Soberingly, the coronavirus had killed 1500 Shelby Countians as of the Shelby County Health Department’s Wednesday report.
The noting of the milestone was woven into a COVID-19 Joint Task Force update, where the elephant in the room was last week’s resignation of Alisa Haushalter as Health Department director.
Tuesday’s briefing detailed robust vaccination numbers and a strong push toward broadening the numbers and sites for future immunization efforts.
“We are coming up on the one-year mark when that very first case of COVID-19 was diagnosed in Shelby County,” said David Sweat, deputy director of the Shelby County Health Department. “To date, the total number of coronavirus cases in Shelby County total 88,153. There have been 1,498 deaths.”
Sweat said both new daily cases and the number of vaccines being administered are moving in the right direction.
“There were 42 new cases today,” said Sweat. “There have been 140,432 vaccine doses administered: 97,881 first-shots and 42,551 fully vaccinated individuals who have received both their shots. The city of Memphis took over vaccine management on Tuesday, Mar. 23, but there was no interruption of service.”
Fallout from state and federal investigations into misplaced, stolen or expired vaccines led to Haushalter’s resignation. Management of Shelby County’s vaccination drive was taken from the county and reassigned to city officials.
Shelby County Health Department Medical Director Dr. Bruce Randolph assured county residents that city and county officials are continuing to work together for the best outcomes for all Memphis and Shelby County residents.
“It’s been almost a year that this joint task force was formed between city and county officials,” said Randolph. “Since that time, there have been some challenges and some difficult times, but we’re here.
“There is a downward trend of critical indicators. So we’re moving in the right direction. We must continue the course.”
Randolph said masking and social distancing are going to be important precautions as efforts continue to get everyone vaccinated who wants to be vaccinated.
Information released after the task force update indicates that on Monday, Mar. 8, Shelby County will move into Phase 1C of the vaccination schedule devised by the Tennessee Department of Health.
The phase includes teens 16 years of age and older who suffer with chronic health conditions that put them at risk of serious illness from COVID-19. Age eligibility, otherwise, will remain at 65 years and older.
Chronic diseases specified for these teens include chronic renal disease, COPD, pulmonary fibrosis or moderate to severe asthma; obesity; heart conditions, including heart failure, coronary artery disease, cardiomyopathy and hypertension; sickle cell disease; cerebrovascular disease or stroke; dementia, and liver disease.
The vaccine will also be made available to those caring for people with high-risk medical conditions and women who are pregnant.

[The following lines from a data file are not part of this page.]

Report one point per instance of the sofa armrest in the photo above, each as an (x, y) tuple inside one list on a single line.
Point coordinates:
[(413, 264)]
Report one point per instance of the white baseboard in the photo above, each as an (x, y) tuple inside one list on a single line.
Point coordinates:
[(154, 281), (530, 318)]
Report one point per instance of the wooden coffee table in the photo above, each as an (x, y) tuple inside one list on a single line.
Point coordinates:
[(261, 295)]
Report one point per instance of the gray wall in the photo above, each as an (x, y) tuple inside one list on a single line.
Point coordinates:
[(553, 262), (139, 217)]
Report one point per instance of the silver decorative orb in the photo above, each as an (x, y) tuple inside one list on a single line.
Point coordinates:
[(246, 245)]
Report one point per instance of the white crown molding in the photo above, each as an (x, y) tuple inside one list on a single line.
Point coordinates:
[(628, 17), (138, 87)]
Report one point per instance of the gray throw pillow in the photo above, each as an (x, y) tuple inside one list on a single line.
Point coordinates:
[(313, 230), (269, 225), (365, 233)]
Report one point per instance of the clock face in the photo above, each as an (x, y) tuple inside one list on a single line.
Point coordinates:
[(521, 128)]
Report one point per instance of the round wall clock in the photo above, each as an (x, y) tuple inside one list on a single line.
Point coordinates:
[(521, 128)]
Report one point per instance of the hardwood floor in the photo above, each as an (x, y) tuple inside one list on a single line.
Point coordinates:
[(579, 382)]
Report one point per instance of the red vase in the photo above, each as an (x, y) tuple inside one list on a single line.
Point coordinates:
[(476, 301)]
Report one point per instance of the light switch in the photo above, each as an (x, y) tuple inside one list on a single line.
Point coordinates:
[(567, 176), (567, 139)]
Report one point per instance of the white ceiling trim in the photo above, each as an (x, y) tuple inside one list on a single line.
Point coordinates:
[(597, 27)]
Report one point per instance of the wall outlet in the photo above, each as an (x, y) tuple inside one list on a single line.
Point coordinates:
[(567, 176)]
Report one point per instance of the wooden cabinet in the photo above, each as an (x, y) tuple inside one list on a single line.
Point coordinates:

Individuals in the prior phases, including first responders, health care workers, teachers and child care workers who have not yet been vaccinated remain eligible for vaccination during phase 1C as well.
Appointment availabilities at City of Memphis and Shelby County vaccination locations will be posted at https://covid19.memphistn.gov/ each Friday for the following week.
Residents without Internet access or who need assistance in setting an appointment may call 901-222-7468 (SHOT) for assistance.